The renowned Joya de Nicaragua cigar factory was burned to the ground during the ensuing civil war between the Sandinistas and U.S.-backed contra rebels. The tobacco industry was especially at risk because it is centered near the border with Honduras, the site of some of the heaviest fighting.
As recently as 1994, Nicaragua exported no cigars to the U.S. The following year, it sent about 1.5 million cigars, about 1 percent of U.S. imports, according to the Washington-based Cigar Association of America.
Nicaragua now represents 18 percent of U.S. imports and its overall output has nearly tripled since 2000, even as exports from the Dominican Republic and Honduras have registered modest jumps. The Nicaraguan tobacco leaf is so well-regarded that other countries import it to produce their own cigars.
Alejandro Martinez, an executive with the Nicaragua Cigar Guilders Association, a trade group, said the tobacco industry is important because it produces a wide range of jobs.
Farmers can remain in the countryside if they cultivate tobacco. Even as China lures away factory jobs, the specialized nature of rolling cigars by hand ensures that the work will remain in-country. And, at least at the Plasencia factory, women dominated the cigar-rolling work stations, winning praise for their meticulous technique.
That economic boost doesn't even include the spinoff industries, such as companies that produce cellophane for packaging, trucking firms that carry the finished product for export and white-collar agencies that do the marketing and sales, Martinez said.
'This would be an earthquake'
"This [bill] wouldn't be an economic storm," he said. "This would be an earthquake."
With cigars, bosses prize workers who master their company's recipes and technique. To keep their workers happy, Plasencia offers child care and tuition assistance for college.

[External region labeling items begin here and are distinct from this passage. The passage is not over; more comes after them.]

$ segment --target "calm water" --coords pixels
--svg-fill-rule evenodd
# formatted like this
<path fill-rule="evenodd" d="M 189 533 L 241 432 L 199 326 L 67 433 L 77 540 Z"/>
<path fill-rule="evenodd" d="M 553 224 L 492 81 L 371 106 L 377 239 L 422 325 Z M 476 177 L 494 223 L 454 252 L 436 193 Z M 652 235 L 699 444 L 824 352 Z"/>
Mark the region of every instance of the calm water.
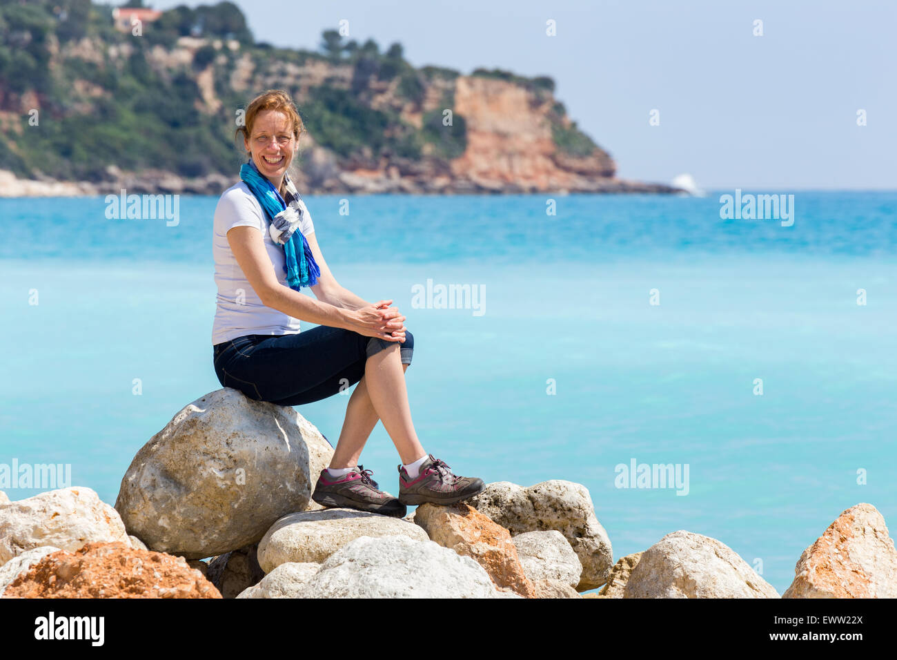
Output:
<path fill-rule="evenodd" d="M 849 506 L 897 524 L 897 193 L 797 193 L 790 227 L 721 220 L 718 197 L 308 205 L 340 282 L 408 317 L 428 451 L 487 481 L 585 484 L 615 559 L 685 529 L 781 593 Z M 109 220 L 102 198 L 0 199 L 0 463 L 71 463 L 114 503 L 135 453 L 220 387 L 216 200 L 181 198 L 166 226 Z M 428 278 L 478 287 L 483 313 L 413 307 Z M 335 442 L 347 400 L 299 409 Z M 687 495 L 615 488 L 632 460 L 687 464 Z M 362 462 L 397 491 L 381 425 Z"/>

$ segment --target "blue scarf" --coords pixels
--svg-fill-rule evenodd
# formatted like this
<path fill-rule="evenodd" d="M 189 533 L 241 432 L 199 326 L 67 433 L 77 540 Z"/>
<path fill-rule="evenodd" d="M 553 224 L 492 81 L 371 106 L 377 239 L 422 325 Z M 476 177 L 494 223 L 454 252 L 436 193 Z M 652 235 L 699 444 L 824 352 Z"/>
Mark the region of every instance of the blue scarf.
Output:
<path fill-rule="evenodd" d="M 298 212 L 299 217 L 302 215 L 302 207 L 300 204 L 301 198 L 296 192 L 295 186 L 290 180 L 289 174 L 284 174 L 286 196 L 289 201 L 283 199 L 281 194 L 267 180 L 262 176 L 256 167 L 256 163 L 251 160 L 244 163 L 239 167 L 239 178 L 246 183 L 252 194 L 256 196 L 259 205 L 265 210 L 265 215 L 272 223 L 272 240 L 278 241 L 274 234 L 280 234 L 281 238 L 286 238 L 283 242 L 283 255 L 285 257 L 286 283 L 290 288 L 299 291 L 302 286 L 313 286 L 318 284 L 318 278 L 321 275 L 321 269 L 315 262 L 315 258 L 311 254 L 311 248 L 309 242 L 305 240 L 302 232 L 298 227 L 298 223 L 294 223 L 293 227 L 289 227 L 289 223 L 284 221 L 284 212 L 292 209 L 292 217 Z M 281 233 L 278 230 L 283 230 Z M 300 244 L 301 242 L 301 244 Z"/>

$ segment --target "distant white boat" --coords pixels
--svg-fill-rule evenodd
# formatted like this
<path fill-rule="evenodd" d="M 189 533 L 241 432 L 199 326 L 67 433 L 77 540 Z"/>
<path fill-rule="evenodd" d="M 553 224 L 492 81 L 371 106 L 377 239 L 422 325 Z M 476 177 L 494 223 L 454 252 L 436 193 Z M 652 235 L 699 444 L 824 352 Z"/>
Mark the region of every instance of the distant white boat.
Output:
<path fill-rule="evenodd" d="M 670 181 L 670 185 L 674 188 L 681 188 L 692 197 L 704 197 L 707 194 L 698 188 L 698 183 L 694 180 L 694 177 L 687 173 L 673 177 L 673 180 Z"/>

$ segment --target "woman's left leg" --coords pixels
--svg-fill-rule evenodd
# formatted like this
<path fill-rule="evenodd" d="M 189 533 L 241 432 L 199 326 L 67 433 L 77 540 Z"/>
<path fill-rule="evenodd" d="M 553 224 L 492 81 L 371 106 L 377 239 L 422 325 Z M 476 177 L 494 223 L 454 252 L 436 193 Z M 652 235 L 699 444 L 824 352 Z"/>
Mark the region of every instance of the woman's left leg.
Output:
<path fill-rule="evenodd" d="M 407 371 L 408 365 L 403 364 L 402 369 Z M 377 410 L 374 409 L 374 404 L 370 402 L 368 384 L 364 376 L 361 376 L 361 380 L 358 382 L 355 391 L 349 398 L 339 442 L 336 443 L 336 449 L 334 450 L 333 458 L 327 467 L 336 470 L 358 465 L 361 450 L 364 449 L 364 444 L 379 418 Z"/>

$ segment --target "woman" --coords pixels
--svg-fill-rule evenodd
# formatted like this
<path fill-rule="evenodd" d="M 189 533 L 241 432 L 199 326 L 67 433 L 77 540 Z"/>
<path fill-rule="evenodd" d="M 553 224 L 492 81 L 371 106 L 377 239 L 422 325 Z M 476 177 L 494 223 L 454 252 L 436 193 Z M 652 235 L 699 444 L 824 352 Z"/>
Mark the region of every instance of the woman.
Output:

A cigar roller typically makes $100 a week, not a fortune but good pay in a country where most people make less than $7.
The U.S. bill presents the same risks in the Dominican Republic, which sends about 55 percent of all imported cigars to the U.S. Honduras, the second-largest exporter, has about 20,000 jobs in the cigar industry, many in rural areas without any factories or other cash crops.
"Without a demand for cigars, we would have a lot of people without economic opportunities," said the diplomat handling the issue at the Honduran Embassy in the U.S.
When Congress reconvenes in September, it will attempt to reconcile House and Senate versions that would expand the State Children's Health Insurance Program. The House bill is more favorable to the tobacco industry, capping the tax at $1 for each cigar.
President Bush has vowed to veto the legislation, but Latin American officials note that his opposition stems from the health-insurance component, not from concerns about the cigar tax. So even with a veto, that leaves the risk that lawmakers could return to a cigar tax to help fund other proposals, Martinez said.
Sensing that momentum wasn't going their way, Nicaraguan cigarmakers this month met with members of the National Assembly, where they crafted a two-pronged strategy.
There, congressmen said they would inform GOP lawmakers that a blow to the cigar industry could boost illegal immigration as Nicaraguans head north for jobs. Espinoza, the Plasencia worker, said he likely would try to go to the U.S. if he lost his job.
Meanwhile, lawmakers would try to convince Democrats that, if the U.S. government wants a more humane foreign policy toward Latin America, it cannot pass legislation that would harm some of the region's most vulnerable citizens.
"If we could say that those who support this bill are against Latin America, we could have a great impact," congressman Gabriel Rivera told the cigarmakers. "As Nicaraguans, we are obligated to come together to defend the interests of this sector. Even a great power like the United States has to understand that."